His modesty was disarming. French answered with sincerity: “I assure you I shall like nothing better than going there with you,” and Donald Paul, who was evidently used to assuming that the sentiments of others were as genuine as his own, at once brightened into recovered boyishness.
“That’s jolly.—Taxi!” he cried, and they were off.
IV
Almost as soon as they entered the flat, French had again to hail the reappearance of his “luck.” Better, a thousand times better, to stand in this place with Donald Paul than with Horace Fingall’s widow!
Donald Paul, slipping the key into the rusty lock, had opened the door and drawn back to let the visitor pass. The studio was cold and empty—how empty and how cold! No one had lived in the flat since Fingall’s death: during the first months following it the widow had used the studio to store his pictures, and only now that the last were sold, or distributed for sale among the dealers, had the place been put in the hands of the agents—like Mrs.
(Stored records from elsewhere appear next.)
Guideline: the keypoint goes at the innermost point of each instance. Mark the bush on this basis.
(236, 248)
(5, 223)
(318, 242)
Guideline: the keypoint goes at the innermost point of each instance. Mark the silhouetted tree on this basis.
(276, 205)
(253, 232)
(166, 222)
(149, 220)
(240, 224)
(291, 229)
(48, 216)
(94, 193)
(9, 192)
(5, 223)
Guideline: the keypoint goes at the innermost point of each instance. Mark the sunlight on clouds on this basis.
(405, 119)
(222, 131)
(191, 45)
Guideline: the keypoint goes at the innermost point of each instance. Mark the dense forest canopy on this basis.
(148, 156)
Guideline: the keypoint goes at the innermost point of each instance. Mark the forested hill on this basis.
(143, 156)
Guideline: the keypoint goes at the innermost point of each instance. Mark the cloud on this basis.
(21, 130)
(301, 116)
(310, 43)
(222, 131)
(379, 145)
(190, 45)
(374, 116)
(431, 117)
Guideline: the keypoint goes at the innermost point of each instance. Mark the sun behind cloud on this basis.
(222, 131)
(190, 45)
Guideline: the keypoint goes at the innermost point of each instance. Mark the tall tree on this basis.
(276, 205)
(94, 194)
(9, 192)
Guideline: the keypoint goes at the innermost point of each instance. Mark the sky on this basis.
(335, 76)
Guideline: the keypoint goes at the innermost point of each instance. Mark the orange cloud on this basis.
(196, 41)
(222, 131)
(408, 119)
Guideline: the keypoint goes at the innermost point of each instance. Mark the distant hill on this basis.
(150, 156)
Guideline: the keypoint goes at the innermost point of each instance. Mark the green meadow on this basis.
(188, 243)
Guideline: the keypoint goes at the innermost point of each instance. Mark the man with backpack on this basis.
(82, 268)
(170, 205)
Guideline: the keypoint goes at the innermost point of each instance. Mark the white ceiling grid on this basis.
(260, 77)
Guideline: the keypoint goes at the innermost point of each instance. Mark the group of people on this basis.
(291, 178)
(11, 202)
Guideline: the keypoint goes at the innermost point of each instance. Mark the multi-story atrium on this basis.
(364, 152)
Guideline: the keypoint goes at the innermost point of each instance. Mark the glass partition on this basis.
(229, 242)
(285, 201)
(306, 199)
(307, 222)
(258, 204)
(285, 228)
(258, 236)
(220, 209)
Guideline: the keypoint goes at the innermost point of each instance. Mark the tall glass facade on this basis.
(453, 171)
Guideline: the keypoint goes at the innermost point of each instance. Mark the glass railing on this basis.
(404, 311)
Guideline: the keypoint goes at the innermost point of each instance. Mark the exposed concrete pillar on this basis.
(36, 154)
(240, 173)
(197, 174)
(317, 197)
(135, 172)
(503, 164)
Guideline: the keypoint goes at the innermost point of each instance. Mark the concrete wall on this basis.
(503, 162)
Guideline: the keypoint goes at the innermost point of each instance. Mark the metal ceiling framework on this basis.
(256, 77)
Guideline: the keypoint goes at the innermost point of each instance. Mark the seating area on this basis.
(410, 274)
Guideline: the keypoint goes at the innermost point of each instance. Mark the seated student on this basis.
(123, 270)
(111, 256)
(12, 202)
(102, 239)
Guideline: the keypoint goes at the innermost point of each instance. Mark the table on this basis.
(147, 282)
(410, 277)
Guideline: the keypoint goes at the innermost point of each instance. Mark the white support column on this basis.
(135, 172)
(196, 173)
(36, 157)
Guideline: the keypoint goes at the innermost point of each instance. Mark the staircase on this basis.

Morland’s house in Kensington.
In the wintry overhead light the dust showed thick on the rough paint-stained floor, on the few canvases leaning against the walls, and the painter’s inconceivably meagre “properties.” French had known that Fingall’s studio would not be the upholstered setting for afternoon teas of Lady Brankhurst’s vision, but he had not dared to expect such a scornful bareness. He looked about him reverently.
Donald Paul remained silent; then he gave one of his shy laughs. “Not much in the way of cosy corners, eh? Looks rather as if it had been cleared for a prize fight.”
French turned to him. “Well, it was. When he wrestled with the Angel until dawn.”
Mr. Paul’s open gaze was shadowed by a faint perplexity, and for half a second French wondered if his metaphor had been taken as referring to the former Mrs. Fingall. But in another moment his companion’s eyes cleared. “Of course—I see! Like What’s-his-name: in the Bible, wasn’t he?” He stopped, and began again impulsively: “I like that idea, you know; he did wrestle with his work! Bessy says he used to paint a thing over twenty times—or thirty, if necessary. It drove his sitters nearly mad. That’s why he had to wait so long for success, I suppose.” His glance seemed to appeal to French to corroborate this rather adventurous view.
“One of the reasons,” French assented.